GNOME Bugzilla – Bug 787283
Crash on cat hyperlink-demo.txt
Last modified: 2017-09-07 16:22:11 UTC
Open g-t. It happens to open in the lower left of my desktop whereas my mouse pointer is somewhere outside of this area. Drag the upper-right corner and resize to 150x50. cat vte/perf/hyperlink-demo.txt crash :( Reproducibility: pretty much always crashes for a couple of minutes, then doesn't crash for another few minutes etc... Just a wild guess, it _might_ be related to the mouse never entering the vte widget's area. No clue at this moment whether the problem is in vte or g-t. Couldn't yet reproduce with testvte.
(gdb) bt
+ Trace 237928
Vte:ERROR:vte.cc:5576:void VteTerminalPrivate::hyperlink_invalidate_and_get_bbox(hyperlink_idx_t, GdkRectangle*): assertion failed: (top != LONG_MAX && bottom != -1 && left != LONG_MAX && right != -1)
hyperlink_hilite_update() is getting called plenty of times via emit_pending_signals()'s m_contents_changed_pending branch, taking m_mouse_last_position as the coordinate. This coordinate is (0, 0) lot of times in a row. Then once, I can't yet see why, it becomes (-1, -1). hyperlink_hilite_update() converts this to logical row and column, which becomes the logical row just above the viewport (i.e. the first scrolled out line). Then it calls m_hyperlink_hover_idx = _vte_ring_get_hyperlink_at_position(...) to get the index of the "active" hyperlink, the one that's just been scrolled out. Probably there's some timing heuristics in when it happens exactly (when the update cycle kicks in during cating the file). Sometimes there's no hyperlink found there, the index becomes 0 and the rest is okay.
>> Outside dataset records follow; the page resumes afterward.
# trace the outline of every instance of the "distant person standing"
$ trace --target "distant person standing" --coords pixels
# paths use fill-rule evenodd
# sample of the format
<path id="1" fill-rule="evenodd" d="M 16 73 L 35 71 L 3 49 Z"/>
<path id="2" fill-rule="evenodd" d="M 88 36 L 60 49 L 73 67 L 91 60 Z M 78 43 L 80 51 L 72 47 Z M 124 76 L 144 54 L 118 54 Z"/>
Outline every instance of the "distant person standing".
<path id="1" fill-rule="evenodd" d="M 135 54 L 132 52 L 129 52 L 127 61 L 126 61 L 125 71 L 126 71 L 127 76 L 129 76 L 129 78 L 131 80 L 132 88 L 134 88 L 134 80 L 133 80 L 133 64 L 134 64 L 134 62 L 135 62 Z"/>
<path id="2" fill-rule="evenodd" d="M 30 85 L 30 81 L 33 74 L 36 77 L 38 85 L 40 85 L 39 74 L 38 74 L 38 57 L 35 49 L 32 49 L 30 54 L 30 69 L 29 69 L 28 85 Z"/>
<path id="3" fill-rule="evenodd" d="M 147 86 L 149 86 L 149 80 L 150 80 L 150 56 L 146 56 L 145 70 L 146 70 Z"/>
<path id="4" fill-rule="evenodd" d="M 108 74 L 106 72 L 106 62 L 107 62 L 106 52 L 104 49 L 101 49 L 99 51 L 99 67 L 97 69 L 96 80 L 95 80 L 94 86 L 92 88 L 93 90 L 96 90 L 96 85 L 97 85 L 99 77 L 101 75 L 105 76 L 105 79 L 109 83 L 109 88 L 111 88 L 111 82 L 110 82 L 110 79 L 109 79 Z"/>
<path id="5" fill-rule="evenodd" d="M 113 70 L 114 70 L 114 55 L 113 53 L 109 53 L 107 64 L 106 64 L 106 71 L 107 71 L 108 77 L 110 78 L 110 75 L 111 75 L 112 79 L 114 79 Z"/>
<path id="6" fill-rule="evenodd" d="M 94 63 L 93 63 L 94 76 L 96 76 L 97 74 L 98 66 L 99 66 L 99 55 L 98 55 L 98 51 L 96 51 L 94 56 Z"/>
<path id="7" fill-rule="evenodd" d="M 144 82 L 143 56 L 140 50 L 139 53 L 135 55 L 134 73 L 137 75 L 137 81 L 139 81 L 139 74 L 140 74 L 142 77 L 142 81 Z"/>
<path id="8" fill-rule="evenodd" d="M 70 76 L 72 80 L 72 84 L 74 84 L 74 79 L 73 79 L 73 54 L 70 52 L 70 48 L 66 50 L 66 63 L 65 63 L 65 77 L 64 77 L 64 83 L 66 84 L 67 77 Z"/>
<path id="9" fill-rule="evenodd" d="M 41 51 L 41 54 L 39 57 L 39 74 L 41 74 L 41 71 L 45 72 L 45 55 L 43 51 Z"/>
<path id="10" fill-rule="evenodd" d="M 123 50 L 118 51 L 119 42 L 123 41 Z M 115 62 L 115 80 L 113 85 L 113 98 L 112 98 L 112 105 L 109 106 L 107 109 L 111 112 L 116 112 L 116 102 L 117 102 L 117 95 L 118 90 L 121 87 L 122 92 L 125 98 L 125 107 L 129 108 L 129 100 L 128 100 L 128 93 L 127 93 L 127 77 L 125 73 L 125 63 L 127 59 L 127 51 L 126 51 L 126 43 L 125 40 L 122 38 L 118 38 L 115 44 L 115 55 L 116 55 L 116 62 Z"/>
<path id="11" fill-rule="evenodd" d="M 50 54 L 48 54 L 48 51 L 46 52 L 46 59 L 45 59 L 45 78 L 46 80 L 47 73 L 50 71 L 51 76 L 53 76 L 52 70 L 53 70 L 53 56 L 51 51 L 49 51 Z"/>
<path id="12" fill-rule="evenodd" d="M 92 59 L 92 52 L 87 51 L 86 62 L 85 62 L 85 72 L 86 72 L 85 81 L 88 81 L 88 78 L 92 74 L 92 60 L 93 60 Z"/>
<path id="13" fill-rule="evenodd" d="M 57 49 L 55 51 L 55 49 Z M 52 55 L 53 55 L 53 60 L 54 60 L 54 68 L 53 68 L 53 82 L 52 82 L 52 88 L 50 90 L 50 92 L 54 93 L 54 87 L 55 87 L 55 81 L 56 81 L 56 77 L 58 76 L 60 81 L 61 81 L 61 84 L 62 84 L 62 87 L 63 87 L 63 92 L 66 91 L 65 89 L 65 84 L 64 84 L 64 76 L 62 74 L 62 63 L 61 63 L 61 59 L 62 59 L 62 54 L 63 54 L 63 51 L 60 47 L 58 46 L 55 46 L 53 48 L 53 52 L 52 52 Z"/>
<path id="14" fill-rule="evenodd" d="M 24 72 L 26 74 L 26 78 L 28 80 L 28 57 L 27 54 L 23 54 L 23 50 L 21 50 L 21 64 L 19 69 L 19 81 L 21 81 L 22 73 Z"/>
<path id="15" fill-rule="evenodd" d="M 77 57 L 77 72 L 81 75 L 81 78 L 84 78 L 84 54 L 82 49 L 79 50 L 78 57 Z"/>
Sometimes however there's a hyperlink there and hence the index becomes nonzero. In the latter case: hyperlink_invalidate_and_get_bbox() is called to get the bounding box of this new active hyperlink. This method has an assertion that the given hyperlink is indeed found onscreen, this is what fails. There's lot to improve here, see bug 732185. Ideally, the mouse position should be allowed to be (-1, -1) -- or at least there needs to be a way to denote off-canvas coordinates, and this is the obvious one. The mouse moving over the padding, or leaving the vte widget should set this special value (this to be addressed in that bug).
Created attachment 359185 [details] [review] Fix As for now, for a last-minute fix for 0.50, I'd prefer to go defensive and allow and tolerate (-1, -1) at that position. I don't know how it gets there now, but in the future it'll intentionally get there, so I don't care too much :) I've tested it manually about 20 times and no crash.
Just for the record: my wild guess seems to have been correct. In order to reproduce the bug, it's important for the mouse not to enter the widget's area.
Comment on attachment 359185 [details] [review] Fix Thanks! Ok to commit once you get r-t approval for the freeze break.
Comment on attachment 359185 [details] [review] Fix Got the approval. Submitted.
Just for the record: The crash used to occur 100% reliably at window sizes where after cat'ing the entire file (rather than during an intermediate display update) a hyperlink was present in the left column of most recently scrolled out line. I should've realized this earlier for easier testing :-) Anyway, with this sudden realization, I can now even more confidently confirm that it's fixed.